Acteurs. L'avis de l'expert. Le Private Equity, oui mais en diversifiant

L'avis de l'expert.

Désormais, le private equity (investissement dans des sociétés non cotées) n'est plus réservé qu'aux très grandes fortunes, qui peuvent souscrire dès 250000 francs et jusqu'à 10 millions à de tels fonds. En effet, l'investisseur individuel peut acquérir les actions de certaines des sociétés investissant dans cette classe d'actifs, comme le groupe anglais 3i ou le suisse Partners Group, qui vient d'entrer en Bourse.

Les rendements du private equity font rêver.
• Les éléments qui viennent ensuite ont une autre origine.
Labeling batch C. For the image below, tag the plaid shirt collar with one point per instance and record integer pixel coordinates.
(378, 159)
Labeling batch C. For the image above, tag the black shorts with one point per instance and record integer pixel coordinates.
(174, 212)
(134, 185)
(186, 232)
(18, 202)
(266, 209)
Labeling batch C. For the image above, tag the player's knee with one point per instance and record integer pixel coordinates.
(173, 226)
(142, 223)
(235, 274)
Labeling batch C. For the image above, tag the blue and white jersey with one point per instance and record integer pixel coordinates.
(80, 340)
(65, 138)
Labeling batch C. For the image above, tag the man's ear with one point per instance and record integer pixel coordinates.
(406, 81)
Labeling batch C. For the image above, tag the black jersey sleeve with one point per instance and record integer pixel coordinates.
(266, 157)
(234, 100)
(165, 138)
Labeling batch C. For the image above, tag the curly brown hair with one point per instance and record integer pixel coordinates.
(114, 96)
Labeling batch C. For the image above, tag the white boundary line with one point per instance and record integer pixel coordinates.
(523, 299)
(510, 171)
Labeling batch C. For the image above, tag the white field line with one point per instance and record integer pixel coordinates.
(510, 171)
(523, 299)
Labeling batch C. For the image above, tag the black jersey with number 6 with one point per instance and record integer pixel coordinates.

L'indice de référence LPX 50 a affiché une performance annualisée de 11% de janvier à 1994 à mars 2004, contre 9% pour le Nasdaq, et seulement 5% pour le MSCI World.

Mais n'oublions pas les risques. L'indice LPX 50 est très volatil et a connu une chute presque aussi spectaculaire que celle du Nasdaq en 2000. Cet effondrement simultané a contredit l'idée selon laquelle le private equity est décorrélé des marchés actions traditionnels. En réalité, la corrélation est particulièrement forte durant les baisses. Comme l'a expliqué le professeur Heinz Zimmermann de l'Université de Bâle, créateur de l¹indice LPX 50 , les actions des sociétés cotées investies en private equity montent plus fortement que le reste du marché en période de boom et baissent plus fortement lors d'une correction.

Comment investir sur ce type de marché? On ne peut pas, en effet, se baser sur les performances passées pour déduire le futur. Cet exercice est d'autant plus difficile, même pour les professionnels, que les opérations de private equity sont confidentielles et hasardeuses par nature. Il s'agit d'une activité où les fonds investis sont immobilisés sur une longue période, sans garantie de succès. Sur le plan boursier, ces caractéristiques se traduisent, en général, par une décote des titres par rapport à la valeur d'inventaire des fonds sous-jacents, qui n'est publiée qu'une fois par trimestre.

Par ailleurs, les résultats des investissements en private equity dépendent non seulement de l'habileté des gérants, mais aussi des risques spécifiques de leurs activités. On risque par exemple de se concentrer sur des sociétés dont les résultats ont bénéficié d'un marché haussier, mais qui sont à la veille d'un retournement, et d'écarter celles qui ont souffert de marchés défavorables et sont en train de sortir du tunnel.

Seule politique raisonnable: diversifier, en recourant aux produits indiciels, apparus depuis 2004. Citons le certificat émis par ABN Amro sur le LPX Major Market Index, indice qui couvre les 15 plus grandes sociétés cotées investies en private equity, ou le fonds indiciel de Société Générale Asset Management sur ce même indice. On peut aussi entrer via un fonds lancé par Swisscanto début 2006, qui investit au niveau mondial également dans les actions cotées de fonds de private equity, s'orientant fortement sur le LPX 50.